Sailing on towards Aswan, where the Nile valley ends, the cultivated fields of the river's meandering loops give way to wide sandy shores that used to mark the very boundaries of civilization. Here, new wonders await: the island of Elephantine with its two 'nilometers' that measured the level of the great river and told of famine or flood, the huge unfinished obelisk, and the Nubian Museum. On an island in the vast artificial Lake Nasser formed by the Aswan High Dam is the ancient temple complex of Philae, moved from its original location when the dam was constructed. Abu Simbel, too, was relocated in the Sixties and the two massive rock temples constructed by Ramses II are set on the lake's western bank about 230 kilometres south west of Aswan.
These, though are the southern reaches of the great Nile, a river second only to the Amazon, but Cairo, the capital of Egypt, lies almost a thousand kilometres down-river to the north.
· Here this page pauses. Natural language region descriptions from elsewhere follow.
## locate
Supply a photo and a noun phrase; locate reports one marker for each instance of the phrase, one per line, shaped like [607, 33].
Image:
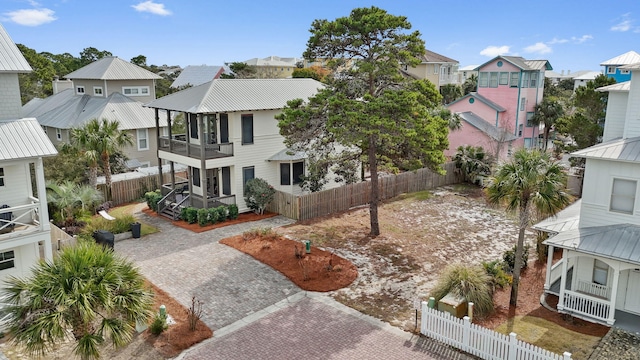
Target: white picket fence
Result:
[480, 341]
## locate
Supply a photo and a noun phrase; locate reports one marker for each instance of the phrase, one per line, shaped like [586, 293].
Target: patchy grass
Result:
[550, 336]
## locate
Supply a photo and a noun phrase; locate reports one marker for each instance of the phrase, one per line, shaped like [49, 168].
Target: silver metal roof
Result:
[630, 57]
[618, 242]
[565, 220]
[11, 58]
[487, 128]
[65, 111]
[23, 139]
[112, 68]
[627, 150]
[229, 95]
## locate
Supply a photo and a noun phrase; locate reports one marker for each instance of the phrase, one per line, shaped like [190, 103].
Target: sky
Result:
[572, 35]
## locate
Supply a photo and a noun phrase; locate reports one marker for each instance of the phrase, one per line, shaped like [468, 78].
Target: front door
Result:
[632, 299]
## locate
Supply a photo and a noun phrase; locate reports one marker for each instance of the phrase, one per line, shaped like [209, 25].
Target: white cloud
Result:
[151, 7]
[492, 51]
[31, 17]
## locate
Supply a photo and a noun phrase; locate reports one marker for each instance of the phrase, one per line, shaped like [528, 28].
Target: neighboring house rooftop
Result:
[479, 123]
[112, 68]
[630, 57]
[23, 139]
[229, 95]
[618, 242]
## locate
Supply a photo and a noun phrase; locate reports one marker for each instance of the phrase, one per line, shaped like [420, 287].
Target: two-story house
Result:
[231, 137]
[598, 277]
[25, 232]
[509, 89]
[614, 67]
[109, 88]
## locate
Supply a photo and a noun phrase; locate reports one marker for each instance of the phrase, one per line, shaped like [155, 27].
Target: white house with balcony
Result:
[598, 276]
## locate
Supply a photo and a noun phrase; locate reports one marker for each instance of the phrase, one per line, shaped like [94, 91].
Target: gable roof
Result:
[198, 75]
[112, 68]
[66, 112]
[619, 242]
[229, 95]
[630, 57]
[11, 58]
[496, 133]
[23, 139]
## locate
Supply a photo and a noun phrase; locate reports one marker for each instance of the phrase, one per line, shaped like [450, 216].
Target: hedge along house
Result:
[231, 137]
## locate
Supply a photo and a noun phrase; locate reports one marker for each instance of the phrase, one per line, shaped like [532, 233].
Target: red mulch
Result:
[244, 217]
[319, 270]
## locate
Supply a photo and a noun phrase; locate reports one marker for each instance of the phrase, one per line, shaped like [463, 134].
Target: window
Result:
[135, 90]
[143, 139]
[515, 79]
[600, 272]
[623, 196]
[248, 173]
[483, 79]
[247, 129]
[7, 260]
[504, 79]
[493, 79]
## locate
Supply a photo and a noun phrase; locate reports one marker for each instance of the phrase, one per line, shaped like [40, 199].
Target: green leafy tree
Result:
[91, 291]
[368, 107]
[531, 183]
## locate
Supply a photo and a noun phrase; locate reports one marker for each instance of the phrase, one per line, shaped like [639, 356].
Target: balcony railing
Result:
[178, 145]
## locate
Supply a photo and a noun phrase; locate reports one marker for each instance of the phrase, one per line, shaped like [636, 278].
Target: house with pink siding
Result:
[509, 88]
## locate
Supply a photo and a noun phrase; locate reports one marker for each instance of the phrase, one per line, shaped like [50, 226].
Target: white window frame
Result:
[145, 137]
[628, 198]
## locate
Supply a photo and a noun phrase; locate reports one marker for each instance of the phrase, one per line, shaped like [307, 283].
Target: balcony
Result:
[178, 145]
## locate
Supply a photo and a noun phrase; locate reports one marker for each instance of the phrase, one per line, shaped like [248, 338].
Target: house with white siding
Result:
[598, 276]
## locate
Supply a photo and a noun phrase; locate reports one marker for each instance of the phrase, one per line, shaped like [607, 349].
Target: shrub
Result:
[233, 211]
[258, 194]
[469, 282]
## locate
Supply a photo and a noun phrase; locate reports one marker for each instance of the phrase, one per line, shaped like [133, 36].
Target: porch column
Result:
[547, 282]
[563, 279]
[614, 295]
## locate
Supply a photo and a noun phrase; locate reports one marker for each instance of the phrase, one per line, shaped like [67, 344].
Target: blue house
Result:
[612, 66]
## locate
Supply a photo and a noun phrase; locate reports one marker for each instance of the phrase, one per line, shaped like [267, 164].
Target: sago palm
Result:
[530, 182]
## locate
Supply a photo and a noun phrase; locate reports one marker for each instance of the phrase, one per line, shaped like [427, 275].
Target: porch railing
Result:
[586, 305]
[593, 289]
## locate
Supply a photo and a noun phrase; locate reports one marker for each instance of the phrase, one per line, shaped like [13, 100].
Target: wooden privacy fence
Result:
[308, 206]
[480, 341]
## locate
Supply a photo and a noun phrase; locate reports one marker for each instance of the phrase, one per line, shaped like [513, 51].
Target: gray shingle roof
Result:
[229, 95]
[11, 58]
[619, 242]
[112, 68]
[23, 139]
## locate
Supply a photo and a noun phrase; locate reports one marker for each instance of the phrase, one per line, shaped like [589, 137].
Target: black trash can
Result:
[135, 230]
[104, 238]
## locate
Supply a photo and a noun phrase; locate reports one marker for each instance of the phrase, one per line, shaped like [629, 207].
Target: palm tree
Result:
[89, 290]
[547, 112]
[530, 182]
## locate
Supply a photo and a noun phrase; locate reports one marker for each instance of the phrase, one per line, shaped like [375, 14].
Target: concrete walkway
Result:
[257, 313]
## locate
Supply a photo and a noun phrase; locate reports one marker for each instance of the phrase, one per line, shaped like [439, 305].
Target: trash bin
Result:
[104, 238]
[135, 230]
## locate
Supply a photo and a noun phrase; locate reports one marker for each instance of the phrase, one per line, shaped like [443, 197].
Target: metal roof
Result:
[627, 150]
[23, 139]
[112, 68]
[630, 57]
[618, 242]
[11, 58]
[198, 75]
[66, 112]
[229, 95]
[479, 123]
[565, 220]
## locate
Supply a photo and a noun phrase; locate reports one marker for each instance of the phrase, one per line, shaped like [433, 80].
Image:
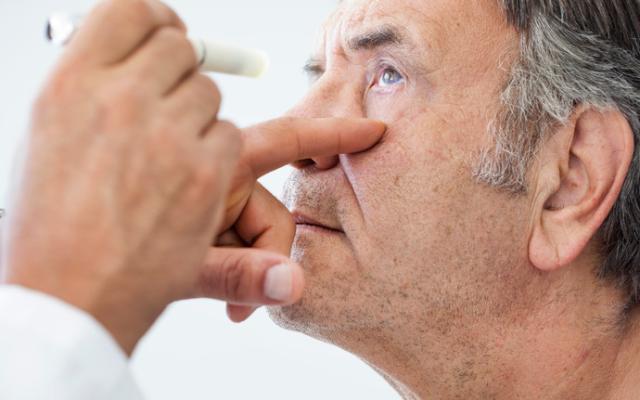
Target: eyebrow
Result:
[382, 36]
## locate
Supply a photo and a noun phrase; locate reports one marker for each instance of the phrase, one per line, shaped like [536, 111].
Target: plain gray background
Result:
[193, 352]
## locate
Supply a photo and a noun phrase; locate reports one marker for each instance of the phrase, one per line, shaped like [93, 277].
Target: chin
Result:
[336, 299]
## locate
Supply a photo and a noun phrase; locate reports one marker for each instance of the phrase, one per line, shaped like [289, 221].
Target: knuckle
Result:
[207, 89]
[61, 86]
[122, 100]
[232, 137]
[139, 12]
[238, 279]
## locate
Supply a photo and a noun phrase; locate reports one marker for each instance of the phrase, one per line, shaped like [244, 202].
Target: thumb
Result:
[250, 277]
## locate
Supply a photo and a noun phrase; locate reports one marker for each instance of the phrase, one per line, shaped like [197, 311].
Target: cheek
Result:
[409, 190]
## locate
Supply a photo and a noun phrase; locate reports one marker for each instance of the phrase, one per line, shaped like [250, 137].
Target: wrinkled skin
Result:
[425, 273]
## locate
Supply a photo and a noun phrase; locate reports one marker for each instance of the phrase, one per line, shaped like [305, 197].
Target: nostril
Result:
[302, 163]
[325, 162]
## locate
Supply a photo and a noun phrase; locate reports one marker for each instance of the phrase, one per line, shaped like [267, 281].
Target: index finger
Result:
[115, 28]
[276, 143]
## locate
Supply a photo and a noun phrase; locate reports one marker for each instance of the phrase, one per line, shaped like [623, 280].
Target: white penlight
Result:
[213, 56]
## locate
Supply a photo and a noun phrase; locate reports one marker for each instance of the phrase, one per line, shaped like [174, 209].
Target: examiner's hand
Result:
[126, 171]
[255, 219]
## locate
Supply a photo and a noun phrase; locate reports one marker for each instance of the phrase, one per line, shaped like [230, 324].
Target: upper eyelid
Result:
[313, 68]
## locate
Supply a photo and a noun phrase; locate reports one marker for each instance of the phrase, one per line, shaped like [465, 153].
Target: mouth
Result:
[306, 222]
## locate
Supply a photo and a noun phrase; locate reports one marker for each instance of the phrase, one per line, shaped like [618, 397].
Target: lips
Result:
[305, 221]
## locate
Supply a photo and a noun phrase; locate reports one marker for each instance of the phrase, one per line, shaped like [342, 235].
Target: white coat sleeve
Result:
[51, 350]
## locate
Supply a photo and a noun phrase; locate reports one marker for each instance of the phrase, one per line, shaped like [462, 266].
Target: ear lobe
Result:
[579, 181]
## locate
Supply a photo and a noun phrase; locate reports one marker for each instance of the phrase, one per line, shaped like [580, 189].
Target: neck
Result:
[551, 354]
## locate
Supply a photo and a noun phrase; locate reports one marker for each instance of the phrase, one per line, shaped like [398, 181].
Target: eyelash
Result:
[380, 74]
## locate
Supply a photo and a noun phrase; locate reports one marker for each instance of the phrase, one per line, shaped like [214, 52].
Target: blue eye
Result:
[389, 77]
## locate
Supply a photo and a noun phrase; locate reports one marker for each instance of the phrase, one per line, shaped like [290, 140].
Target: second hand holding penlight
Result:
[213, 56]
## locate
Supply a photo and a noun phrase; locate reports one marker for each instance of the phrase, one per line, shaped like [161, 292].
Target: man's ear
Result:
[581, 172]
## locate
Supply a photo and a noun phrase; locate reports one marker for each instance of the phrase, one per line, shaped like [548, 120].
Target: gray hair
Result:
[572, 52]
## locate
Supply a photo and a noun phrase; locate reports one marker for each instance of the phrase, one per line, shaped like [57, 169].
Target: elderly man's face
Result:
[415, 242]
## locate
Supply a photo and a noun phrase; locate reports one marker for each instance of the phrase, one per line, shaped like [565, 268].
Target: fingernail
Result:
[278, 283]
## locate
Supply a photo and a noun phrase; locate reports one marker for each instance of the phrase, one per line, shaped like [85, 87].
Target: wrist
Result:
[126, 319]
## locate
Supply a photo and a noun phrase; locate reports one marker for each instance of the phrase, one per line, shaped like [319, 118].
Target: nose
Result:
[331, 96]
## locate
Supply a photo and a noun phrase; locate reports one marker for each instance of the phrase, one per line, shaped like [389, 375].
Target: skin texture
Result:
[127, 226]
[448, 288]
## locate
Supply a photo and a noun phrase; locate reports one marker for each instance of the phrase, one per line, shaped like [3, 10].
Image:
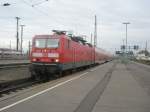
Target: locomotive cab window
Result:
[52, 43]
[40, 43]
[46, 43]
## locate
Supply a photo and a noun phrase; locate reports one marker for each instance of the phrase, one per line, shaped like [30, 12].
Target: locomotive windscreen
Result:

Here, in Africa's largest metropolis and the centre of the Arab world, East meets West in a melting pot of past, present and future. It's unthinkable to visit without making a pilgrimage to the great pyramids of Giza, the only one of the seven wonders of the ancient world that still exists. A visit to the burial chambers inside the pyramids, the Solar Boat Museum and the son et lumiere show before the Sphinx provide an unforgettable insight into the unique culture of the time of the pharaohs.
At the royal necropolis of Saqqara pioneering artworks speak of the wealth and creative spirit that existed in neighbouring Memphis, the first capital of the Old Kingdom. Highlights include the Step Pyramid of Djoser, a number of tombs known as mastabas, a fantastic relief decoration and the Serapeum, where the mummified sacred bulls of Apis are buried. At a short distance is Dahshur, away from the crowds, where the first pyramid-shaped monumental tomb was erected, while back in the modern city of Cairo, a visit to the Egyptian Museum with its unparalleled collection of priceless objects including the legendary treasure of Tutankhamen is a must .
When to visit
In summer, temperatures range between 26ºC and 41ºC, so any sightseeing must be done in the early morning before the sun gets too high. It is better to visit between October and April when temperatures range from 11ºC to 30ºC.
The vessels that sail the Nile range from large cruise ships to dahabiyas, the smaller luxury cruise vessels that are generally reserved for more exclusive trips, or the simpler feluccas, which have no cabins and are usually rented by younger travellers. Most of the cruises tie in with excursions to the temples, but you need to check whether these are included in the price or will need to be arranged and paid for on arrival. Today, it is usual to travel to Abu Simbel by bus or plane, although it can be reached by boats that sail on Lake Nasser.